GAO finds that construction of a new central storage or disposal facility is likely to take 15 to 40 years before it is ready to accept spent fuel. Several more decades will be needed to ship spent fuel to that facility, adds GAO. On the other hand, GAO estimates that between 2040 and 2055, all 104 currently operating U.S. reactors will have been shut down and total commercial spent fuel and radioactive waste will have grown to about 140,000 metric tons.

The current solution of packing spent fuel more densely in on-site storage pools won’t be viable much longer because the pools are running out of space. Space constraints are compounding the fear of spent fuel fires due to possible water loss in the aging pools, all of which are driving operators to shift to dry cask storage, GAO says. As a result, GAO estimates that by 2055 nearly all spent fuel will be stored in dry casks.

The report also estimates that if Yucca Mountain were restarted, the earliest it could accept shipments would be 2027. The earliest a central interim storage facility—one of the commission’s recommendations—could open would be 2032, GAO estimates.

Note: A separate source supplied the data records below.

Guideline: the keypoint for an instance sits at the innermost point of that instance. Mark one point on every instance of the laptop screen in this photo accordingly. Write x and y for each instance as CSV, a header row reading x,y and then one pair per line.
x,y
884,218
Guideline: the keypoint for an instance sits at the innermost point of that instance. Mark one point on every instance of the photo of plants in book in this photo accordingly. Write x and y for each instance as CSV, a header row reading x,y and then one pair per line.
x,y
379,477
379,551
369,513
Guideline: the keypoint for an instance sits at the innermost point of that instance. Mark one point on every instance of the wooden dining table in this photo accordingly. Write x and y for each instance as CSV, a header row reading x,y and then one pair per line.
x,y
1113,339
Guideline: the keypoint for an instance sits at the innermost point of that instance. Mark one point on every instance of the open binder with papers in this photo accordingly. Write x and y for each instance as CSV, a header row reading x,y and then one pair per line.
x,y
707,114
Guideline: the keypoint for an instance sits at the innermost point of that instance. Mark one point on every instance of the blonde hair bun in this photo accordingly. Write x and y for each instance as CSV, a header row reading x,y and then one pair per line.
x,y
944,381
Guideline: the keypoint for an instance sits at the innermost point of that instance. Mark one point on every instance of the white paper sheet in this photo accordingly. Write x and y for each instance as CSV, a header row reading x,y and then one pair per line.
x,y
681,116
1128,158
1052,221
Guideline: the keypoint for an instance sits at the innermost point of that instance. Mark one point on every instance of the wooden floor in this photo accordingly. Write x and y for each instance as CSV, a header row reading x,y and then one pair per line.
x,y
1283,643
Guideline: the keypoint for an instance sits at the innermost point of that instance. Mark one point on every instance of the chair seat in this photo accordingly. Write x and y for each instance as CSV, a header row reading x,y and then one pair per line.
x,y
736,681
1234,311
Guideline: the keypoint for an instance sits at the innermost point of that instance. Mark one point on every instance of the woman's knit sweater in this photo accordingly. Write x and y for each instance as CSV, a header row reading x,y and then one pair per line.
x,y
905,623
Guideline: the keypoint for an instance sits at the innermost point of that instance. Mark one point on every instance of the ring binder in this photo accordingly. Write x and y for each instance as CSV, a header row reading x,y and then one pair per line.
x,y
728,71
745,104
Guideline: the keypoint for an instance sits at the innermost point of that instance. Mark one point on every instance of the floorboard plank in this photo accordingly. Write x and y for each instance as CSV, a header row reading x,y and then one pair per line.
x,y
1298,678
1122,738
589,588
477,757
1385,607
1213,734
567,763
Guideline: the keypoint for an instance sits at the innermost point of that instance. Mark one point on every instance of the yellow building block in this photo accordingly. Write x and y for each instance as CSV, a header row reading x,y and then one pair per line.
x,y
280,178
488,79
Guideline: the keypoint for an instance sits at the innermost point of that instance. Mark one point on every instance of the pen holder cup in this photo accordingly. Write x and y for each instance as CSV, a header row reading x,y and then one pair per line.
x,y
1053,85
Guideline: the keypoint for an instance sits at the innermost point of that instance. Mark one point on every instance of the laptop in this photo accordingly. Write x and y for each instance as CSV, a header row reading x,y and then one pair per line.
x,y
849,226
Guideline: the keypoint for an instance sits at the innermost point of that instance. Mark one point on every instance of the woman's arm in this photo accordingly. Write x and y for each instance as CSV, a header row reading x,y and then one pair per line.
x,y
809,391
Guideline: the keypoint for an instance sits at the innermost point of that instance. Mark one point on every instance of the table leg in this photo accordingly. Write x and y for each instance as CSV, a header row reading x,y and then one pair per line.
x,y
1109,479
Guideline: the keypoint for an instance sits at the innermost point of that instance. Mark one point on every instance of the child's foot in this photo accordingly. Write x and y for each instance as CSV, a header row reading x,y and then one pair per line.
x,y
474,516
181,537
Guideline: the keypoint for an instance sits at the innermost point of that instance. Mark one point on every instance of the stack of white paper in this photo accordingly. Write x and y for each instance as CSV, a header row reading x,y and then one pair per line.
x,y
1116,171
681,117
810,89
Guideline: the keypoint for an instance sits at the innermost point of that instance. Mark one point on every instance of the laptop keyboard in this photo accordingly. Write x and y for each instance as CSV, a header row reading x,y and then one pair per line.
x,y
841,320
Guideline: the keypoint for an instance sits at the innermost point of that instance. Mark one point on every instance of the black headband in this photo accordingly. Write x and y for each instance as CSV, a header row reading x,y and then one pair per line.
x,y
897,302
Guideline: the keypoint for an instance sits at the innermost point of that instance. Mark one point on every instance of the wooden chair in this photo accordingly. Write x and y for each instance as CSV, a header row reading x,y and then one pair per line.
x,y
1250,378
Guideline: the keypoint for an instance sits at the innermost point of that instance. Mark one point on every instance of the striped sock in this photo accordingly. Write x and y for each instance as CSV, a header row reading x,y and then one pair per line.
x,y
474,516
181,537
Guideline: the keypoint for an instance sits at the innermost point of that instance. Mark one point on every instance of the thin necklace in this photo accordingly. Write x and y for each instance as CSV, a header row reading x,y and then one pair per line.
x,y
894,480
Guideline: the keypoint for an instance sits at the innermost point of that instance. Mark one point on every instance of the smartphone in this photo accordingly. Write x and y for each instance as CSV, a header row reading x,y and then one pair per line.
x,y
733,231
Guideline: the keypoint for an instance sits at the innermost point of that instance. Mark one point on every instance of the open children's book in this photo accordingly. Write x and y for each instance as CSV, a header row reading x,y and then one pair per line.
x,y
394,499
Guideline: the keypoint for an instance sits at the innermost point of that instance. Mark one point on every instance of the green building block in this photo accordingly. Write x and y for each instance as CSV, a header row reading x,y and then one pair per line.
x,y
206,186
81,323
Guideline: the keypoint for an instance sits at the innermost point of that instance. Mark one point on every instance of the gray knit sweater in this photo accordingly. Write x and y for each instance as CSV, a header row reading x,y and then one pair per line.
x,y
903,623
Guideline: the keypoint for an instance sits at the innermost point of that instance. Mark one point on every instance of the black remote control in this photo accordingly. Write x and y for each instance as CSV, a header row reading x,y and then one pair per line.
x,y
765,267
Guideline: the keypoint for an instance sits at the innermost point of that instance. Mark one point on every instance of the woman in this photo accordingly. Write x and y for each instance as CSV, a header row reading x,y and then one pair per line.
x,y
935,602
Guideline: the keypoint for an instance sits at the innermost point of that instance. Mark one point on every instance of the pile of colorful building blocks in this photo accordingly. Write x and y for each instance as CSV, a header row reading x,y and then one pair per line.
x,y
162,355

A non-Yucca Mountain alternative permanent repository would take at least 40 years—until at least 2052—to be constructed and then shipments could start.

Spent fuel is initially cooled in pools located next to reactors for at about five years. After that period, the waste is thermally cool enough to be shifted to dry casks and moved away from the reactor, GAO says. The report notes that how long waste can be kept safely in casks is unclear, but cask storage is considered to be safe for as long as 100 years.

Radioactive waste is a worldwide problem, and GAO notes that only two countries—Sweden and Finland—have actually selected locations for a permanent repository. Neither has finished construction or moved waste. But looking at GAO figures, both countries are far smaller nuclear energy users and waste generators than the U.S. Sweden, for instance, has 10 reactors and currently has 5,400 tons of spent fuel; Finland has four operating reactors and 1,600 metric tons of radioactive waste. And both countries are much smaller and more homogeneous than the U.S., with less adversarial and diverse state, local, and federal political systems.

Scowcroft points to the success of these countries, however, and notes that their success shows solutions can be found. But he fears U.S. momentum to find a radioactive waste solution and a disposal site is fast dissipating.

“Our commission put together a commonsense way to proceed based on a simple consent-based approach, rather than a process that crammed the waste down the throats of Nevadans,” he said. “We could have a bidding process for communities and locations that want to house the waste. I think with the right incentives we could move forward rapidly, but there is no drive behind this process.”